Israel's "Samson Option" is named after the biblical judge who sacrificed himself in order to take his enemies with him. In the event of its impending destruction, Israel's retaliatory plan involves taking the Middle East along with it. 
As the Iraq experience has proved, war with the United States is survivable. The terms of Israel's "Samson Option" mean war with Israel involving first-use weapons of mass destruction is not.
To Ahmadinejad's way of thinking, if somebody has to be martyred to the Mahdi's cause, why not Syria? Twenty-five hundred odd years ago, the Hebrew prophet Isaiah prophesied of the destruction of Damascus. This prophecy is made more fascinating by the fact it remains unfulfilled in history.
Damascus is the oldest continually inhabited city on earth.
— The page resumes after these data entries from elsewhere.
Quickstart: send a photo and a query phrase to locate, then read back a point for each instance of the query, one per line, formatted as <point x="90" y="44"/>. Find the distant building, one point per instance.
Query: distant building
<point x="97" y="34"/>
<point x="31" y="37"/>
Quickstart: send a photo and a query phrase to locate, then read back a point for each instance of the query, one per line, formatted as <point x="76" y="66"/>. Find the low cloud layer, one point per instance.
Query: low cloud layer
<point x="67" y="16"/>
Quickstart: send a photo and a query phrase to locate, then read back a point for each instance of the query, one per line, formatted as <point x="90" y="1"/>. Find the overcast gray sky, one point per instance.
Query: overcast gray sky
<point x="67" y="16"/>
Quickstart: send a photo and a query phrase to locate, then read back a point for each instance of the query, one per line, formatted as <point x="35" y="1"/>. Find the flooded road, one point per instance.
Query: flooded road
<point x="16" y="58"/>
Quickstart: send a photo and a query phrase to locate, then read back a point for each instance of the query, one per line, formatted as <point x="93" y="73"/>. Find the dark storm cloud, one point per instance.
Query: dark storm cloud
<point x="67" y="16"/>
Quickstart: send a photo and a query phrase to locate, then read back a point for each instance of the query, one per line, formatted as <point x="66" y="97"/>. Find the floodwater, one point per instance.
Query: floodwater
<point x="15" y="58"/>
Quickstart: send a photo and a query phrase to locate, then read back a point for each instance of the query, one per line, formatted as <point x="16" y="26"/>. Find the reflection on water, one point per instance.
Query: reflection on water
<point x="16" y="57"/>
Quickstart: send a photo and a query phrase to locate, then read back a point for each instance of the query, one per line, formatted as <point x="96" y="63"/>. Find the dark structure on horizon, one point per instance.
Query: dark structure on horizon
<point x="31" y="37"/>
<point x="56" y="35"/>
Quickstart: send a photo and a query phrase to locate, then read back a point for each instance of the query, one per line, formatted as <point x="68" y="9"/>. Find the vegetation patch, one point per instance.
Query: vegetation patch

Although conquered many times, its status as an economic and cultural center of antiquity preserved it intact to this day.
But Isaiah predicted Damascus would one day face utter destruction: "Behold, Damascus is about to be removed from being a city and it will become a fallen ruin," he writes in Isaiah 17:1.
The prophet also predicts Damascus' destruction will come at a time when "the glory of Jacob" had begun to fade (verse 4), at a time when Israel is in great peril of being "shaken like an olive tree," leaving only a few "on the topmost bough." 
Isaiah prophesies that, when Damascus' destruction comes, there will be "an uproar of many peoples" and "the rumbling of nations" but that they will flee at God's rebuke.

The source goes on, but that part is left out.